Review: SPLINTERED, VAULT Festival
5.0stars

“Carnival is gay as shit!” grins the MC of Lagahoo’s glittering cabaret of Caribbean queerness. SPLINTERED, which comes to the VAULT Festival after a successful run at Edinburgh Fringe, is every bit as joyful and defiant as it is moving. The show, written and directed by Emily Aboud, is a celebration of carnival and what it means for queer womxn in Trinidad & Tobago, mixing verbatim interviews with dancehall beats and glitter. It’s a party but it’s political; in between the comedy skits and cabaret-style acts, Aboud earnestly asks us whether religion, colonialism or dancehall music is to blame for the homophobia in the Caribbean, and how do those at risk survive? Whether you go to carnival every year or have just been introduced to it for the first time, SPLINTERED is a party where everybody is free and everybody is welcome, no matter who you are or how you identify.

This form-breaking show is driven by the ensemble cast of Alice Vilanculo, Chante Faucher and Charlotte Dowding as our energetic party hosts. They bounce off one another with ease and their energy on stage compliments the show’s chaotic, free-spirted energy well. One of my favourite, if bizarre devices, SPLINTERED uses is the ceremonial passing of a vodka shot in a mooncup between our hosts (because, as Faucher tells us, what else would MC stand for, right?). 

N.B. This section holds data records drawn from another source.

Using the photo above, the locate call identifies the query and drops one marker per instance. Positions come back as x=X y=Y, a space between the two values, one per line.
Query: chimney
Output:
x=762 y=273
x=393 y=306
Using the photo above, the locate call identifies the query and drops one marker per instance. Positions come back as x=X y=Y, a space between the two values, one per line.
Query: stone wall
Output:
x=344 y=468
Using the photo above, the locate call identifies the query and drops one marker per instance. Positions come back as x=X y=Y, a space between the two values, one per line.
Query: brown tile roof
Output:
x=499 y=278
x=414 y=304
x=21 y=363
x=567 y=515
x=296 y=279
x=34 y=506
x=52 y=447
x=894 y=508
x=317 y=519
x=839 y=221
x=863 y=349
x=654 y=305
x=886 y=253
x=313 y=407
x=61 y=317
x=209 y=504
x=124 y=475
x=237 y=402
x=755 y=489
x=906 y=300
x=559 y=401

It’s fair to say that humour is at the heart of this production. Aboud’s writing really captures the defiant spirit of carnival, which originated as an anti-establishment protest against British and French colonialism in the Caribbean. Just as carnival openly rejects and mocks the establishment through partying and humour, Aboud challenges the establishment through theatre. Over the course of the hour, there are pastiches of Shakespeare, Kander & Ebb and even challenges to the idea of traditional play structure as patriarchy. She reminds us that even though carnival is a party, it is and always has been political, and that must not be forgotten.

One of the standout moments for me during SPLINTERED is Vilanculo’s turn as the newly awakened lesbian, Ruby. A recurring act throughout the cabaret, Ruby is a sexy and sophisticated young lady cursed with terrible phone signal. Every so often she comes to the stage to gossip with a friend about a new girlfriend, but gets her wires crossed, to increasingly comic effect. One of the running gags in SPLINTERED is how the most difficult person to come out with is your mother, an experience most queer people can relate to; however, when Ruby finally manages to come out to her mother, the phone line goes dead. Aboud is an expert comic writer, knowing exactly when to undercut the audience and remind them that while there is a lot of joy and humour to be found in the experiences of queer womxn, there is always the underlying current of danger created by cultural homophobia. There are many more moments like this in the show where the performers onstage find joy and humour in the danger they’re in simply for existing as queer womxn, and this only helps to drive SPLINTERED’s message home.

As Dowding reminds us at the end of the show, queer folks in the Caribbean still live in danger and this show isn’t able to safely reach the people who need it most. SPLINTERED is a truly powerful piece of theatre which celebrates queerness in spite of the establishment. It’s an extremely gay party and I urge you to go.